A wide variety of countermeasures are needed to protect an organization from the assortment of threats. The counter measure’s used to defend Internet-based threats are not much different from those protecting similar risks in some countries.
Network and computer-related security countermeasure are discussed elsewhere on the internet would often apply when network, system or application is opened to the Internet. The Internet represents the worst case security scenario for any system or application, as this exposes it to the most potent threats that exist.
Firewalls: Firewall is devices that control the flow of messages between networks. Placed at the boundary between the Internet and an organization’s internal network, firewalls enforce a security policy by prohibiting all inbound traffic except for the specific few types of traffic that are permitted to a select few systems.
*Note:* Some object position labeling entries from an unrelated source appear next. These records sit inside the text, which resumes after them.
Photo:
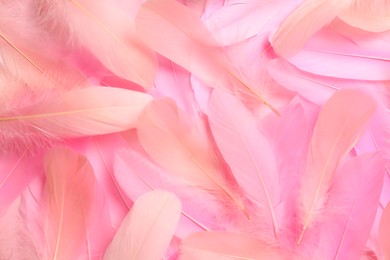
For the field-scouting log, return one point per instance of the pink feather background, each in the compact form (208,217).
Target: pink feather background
(194,129)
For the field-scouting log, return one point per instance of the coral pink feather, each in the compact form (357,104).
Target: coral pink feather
(338,128)
(147,230)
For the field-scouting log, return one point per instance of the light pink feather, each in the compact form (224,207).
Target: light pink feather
(373,16)
(250,157)
(384,234)
(188,43)
(238,21)
(106,30)
(147,230)
(339,125)
(183,148)
(227,246)
(344,227)
(302,23)
(76,113)
(70,190)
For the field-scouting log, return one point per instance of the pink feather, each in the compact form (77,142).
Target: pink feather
(302,23)
(339,125)
(344,227)
(76,113)
(250,157)
(373,16)
(194,47)
(70,190)
(147,230)
(384,233)
(106,30)
(183,148)
(228,246)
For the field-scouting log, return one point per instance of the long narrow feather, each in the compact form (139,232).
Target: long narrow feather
(373,16)
(188,43)
(227,246)
(384,228)
(303,22)
(147,230)
(339,125)
(184,150)
(105,30)
(249,156)
(70,189)
(353,200)
(136,175)
(79,112)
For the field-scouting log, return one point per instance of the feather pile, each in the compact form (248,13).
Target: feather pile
(194,130)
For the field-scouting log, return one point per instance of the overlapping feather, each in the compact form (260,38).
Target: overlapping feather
(339,125)
(147,230)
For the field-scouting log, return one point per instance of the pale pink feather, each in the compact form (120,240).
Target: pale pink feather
(188,43)
(147,230)
(106,30)
(183,148)
(344,227)
(373,16)
(70,192)
(250,157)
(76,113)
(228,246)
(339,125)
(384,233)
(302,23)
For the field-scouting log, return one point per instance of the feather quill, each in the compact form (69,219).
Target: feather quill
(303,22)
(373,16)
(79,112)
(353,200)
(227,246)
(184,150)
(70,189)
(384,234)
(339,125)
(147,230)
(249,155)
(105,30)
(188,43)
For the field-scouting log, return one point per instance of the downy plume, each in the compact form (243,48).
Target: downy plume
(148,228)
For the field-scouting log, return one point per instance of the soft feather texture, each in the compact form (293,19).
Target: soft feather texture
(70,191)
(238,21)
(76,113)
(384,228)
(373,16)
(227,246)
(344,227)
(183,148)
(146,231)
(106,30)
(188,43)
(250,157)
(337,130)
(302,23)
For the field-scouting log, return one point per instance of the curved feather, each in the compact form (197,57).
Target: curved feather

For example
Permit incoming email to be sent only to the organization’s email server.
Permit incoming HTTP requests to be sent only to the organization’s Internet facing web server.
Permit incoming file transfer requests to be sent only to the organization’s file transfer gateway.
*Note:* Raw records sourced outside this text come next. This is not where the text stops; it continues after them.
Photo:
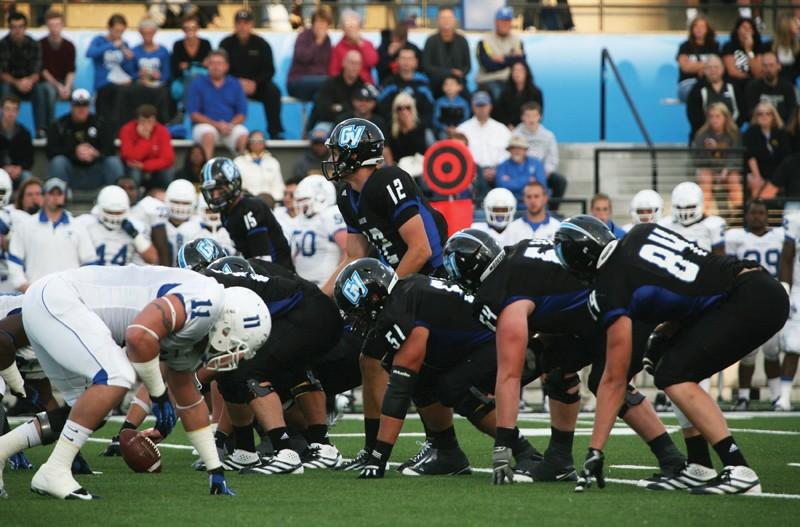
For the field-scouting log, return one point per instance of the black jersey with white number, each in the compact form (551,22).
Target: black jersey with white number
(438,305)
(388,200)
(531,270)
(656,275)
(255,231)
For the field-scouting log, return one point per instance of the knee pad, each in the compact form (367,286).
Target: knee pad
(562,387)
(51,423)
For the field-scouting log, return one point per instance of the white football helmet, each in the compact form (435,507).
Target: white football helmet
(242,328)
(646,207)
(181,197)
(313,195)
(6,188)
(687,203)
(112,207)
(499,205)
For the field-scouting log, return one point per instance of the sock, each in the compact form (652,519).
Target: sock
(728,451)
(279,437)
(444,440)
(371,427)
(697,451)
(243,436)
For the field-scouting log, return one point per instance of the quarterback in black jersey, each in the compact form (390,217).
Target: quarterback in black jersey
(252,226)
(713,311)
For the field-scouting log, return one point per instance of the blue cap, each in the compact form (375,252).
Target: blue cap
(504,13)
(481,98)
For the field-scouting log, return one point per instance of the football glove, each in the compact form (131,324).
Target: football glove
(164,413)
(502,472)
(592,469)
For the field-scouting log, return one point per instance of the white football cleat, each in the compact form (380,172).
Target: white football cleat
(286,461)
(732,480)
(318,455)
(59,484)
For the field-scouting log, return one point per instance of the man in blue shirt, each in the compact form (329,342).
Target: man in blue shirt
(218,107)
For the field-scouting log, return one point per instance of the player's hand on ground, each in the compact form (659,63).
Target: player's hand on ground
(592,470)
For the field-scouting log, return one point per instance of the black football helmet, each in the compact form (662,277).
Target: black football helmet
(470,255)
(579,244)
(353,144)
(232,264)
(220,173)
(361,290)
(198,253)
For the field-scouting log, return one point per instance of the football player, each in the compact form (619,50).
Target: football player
(77,322)
(525,291)
(499,207)
(712,310)
(762,244)
(252,227)
(115,235)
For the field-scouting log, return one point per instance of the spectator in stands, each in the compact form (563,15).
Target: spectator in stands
(710,89)
(717,164)
(451,109)
(392,42)
(488,140)
(519,169)
(58,65)
(146,149)
(113,68)
(786,46)
(16,145)
(365,100)
(21,67)
(353,41)
(693,54)
(446,52)
(218,106)
(408,136)
(518,90)
(336,94)
(311,160)
(311,57)
(251,62)
(188,60)
(192,169)
(81,147)
(407,80)
(497,52)
(542,145)
(261,173)
(772,88)
(766,144)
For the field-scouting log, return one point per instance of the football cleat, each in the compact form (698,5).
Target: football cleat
(732,480)
(692,475)
(285,461)
(357,463)
(318,455)
(420,456)
(439,462)
(59,484)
Permit outbound email to originate only from the organizations’ file.
Permit outbound email to originate only from the organizations’ email server.
The firewalls control not only what comes into an organizations network but also what leaves an organizations network. This last control, permitting outbound mail to originate only from the email server, prevents malware from arising its email messages, thereby slowing down the spread and impact of some types of malware.
These simpler firewalls are designed to examine each packet and compare it to access control (ACL) to determine if, based on its source and destination IP addresses and ports, whether it should be permitted to pass through the firewall.
Stateful Inspection Firewalls
This type of firewall is designed to record incoming packets and keep track of TCP /IP sessions external and internal hosts. In the TCP protocol, an incoming packet is answered with an outgoing packet, a stateful inspection firewall will examine an outgoing packet and make a go /no-go decision based on whether it believes that the outgoing packet is a part of an active session. Stateful inspection firewalls are more complex and capable of more effectively protecting an organization’s network.